ME pregunto (como hago siempre durante los días que merodean Elecciones Generales) que habrá sido del aspirante a banderillero Orteguita Pachón, y del camarero Bonifacio Andrades y de la maestra doña Fuencisla, quienes seguramente sin saberlo, y sin intención alguna de pasar a una Historia a la que de todos modos no pasaron, protagonizaron el episodio más conmovedor que he escuchado en mi vida sobre la defensa de eso que algunos políticos llaman, con voz engolada, los valores democráticos. Fue el camarero Bonifacio en la barra del bar que regentaba, el negocio más lúgubre y recóndito de la provincia de Ciudad Real (y puede que del resto del mundo), el que desovilló para mí, y para un can lanudo y presumiblemente sopa que habría escuchado aquello miles de veces, un relato que me tuvo embromado una tarde entera dentro de aquel tugurio a las afueras de una aldeíta de La Mancha donde sólo aparqué con la intención fugaz de visitar el baño y beberme un refresco.
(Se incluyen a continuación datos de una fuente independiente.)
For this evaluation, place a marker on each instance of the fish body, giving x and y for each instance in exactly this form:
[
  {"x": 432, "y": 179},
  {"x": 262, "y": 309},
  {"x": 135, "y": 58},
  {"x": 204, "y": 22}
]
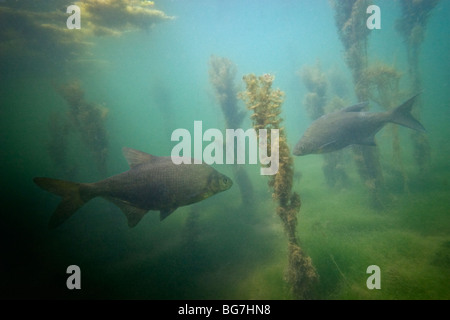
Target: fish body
[
  {"x": 152, "y": 183},
  {"x": 350, "y": 126}
]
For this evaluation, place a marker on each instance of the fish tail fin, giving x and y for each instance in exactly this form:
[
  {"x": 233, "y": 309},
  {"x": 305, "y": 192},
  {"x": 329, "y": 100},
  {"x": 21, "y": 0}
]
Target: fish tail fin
[
  {"x": 74, "y": 196},
  {"x": 402, "y": 115}
]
Pero se ve que Bonifacio, un señor enjuto, elegante a su manera y con edad de estar jubilado un par de veces, tenía ganas de interactuar con su entorno, como diría un psicopedagogo paliza, y como el único entorno con órganos receptores auditivos que cruzaría aquella puerta en semanas era un servidor (además del perro bovino) allí me vi, receptor de una confesión biográfica que ya entonces, mediados de los noventa, tenía trazas de inveterada batallita juvenil. Y, sin embargo, no habían pasado ni veinte años desde que la minúscula escuela de aquel minúsculo rincón de apenas doscientos habitantes estuvo llamada a convertirse en el centro neurálgico en muchos kilómetros a la redonda de las primeras elecciones generales desde antes de Franco. Ni veinte años desde que el terrateniente del lugar, que además hacía de alcalde, había saboteado de todas las sucias maneras posibles la apertura de aquel colegio y la consumación de la jornada democrática: cegando cerraduras, extraviando la urna, negando la llegada de la documentación desde la capital… Ni dos décadas, que parecían siglos en la voz polvorienta de aquel apasionado narrador, de la artimaña que él, en su condición de fuerza progresista del pueblo, la maestra Fuencisla Caballero, renovadora pedagógica en la estela de Milani, y el aspirante a banderillero Orteguita Pachón, revolucionario novio furtivo de la hija del terrateniente, articularon con habilidad de prodigiosos espías para que el 15 de junio de 1977 la centena escasa de convecinos con edad de participar pudieran introducir su voto en la flamante urna, dar un uso inaudito a la pizarra y los pupitres, e inaugurar, agotados y ojerosos, un nuevo día que, como hoy lunes (y como todos los lunes que han seguido desde entonces a esta tímida pero luminosa oportunidad de elegir a quienes nos gobiernan) tuvo algo de vida nueva.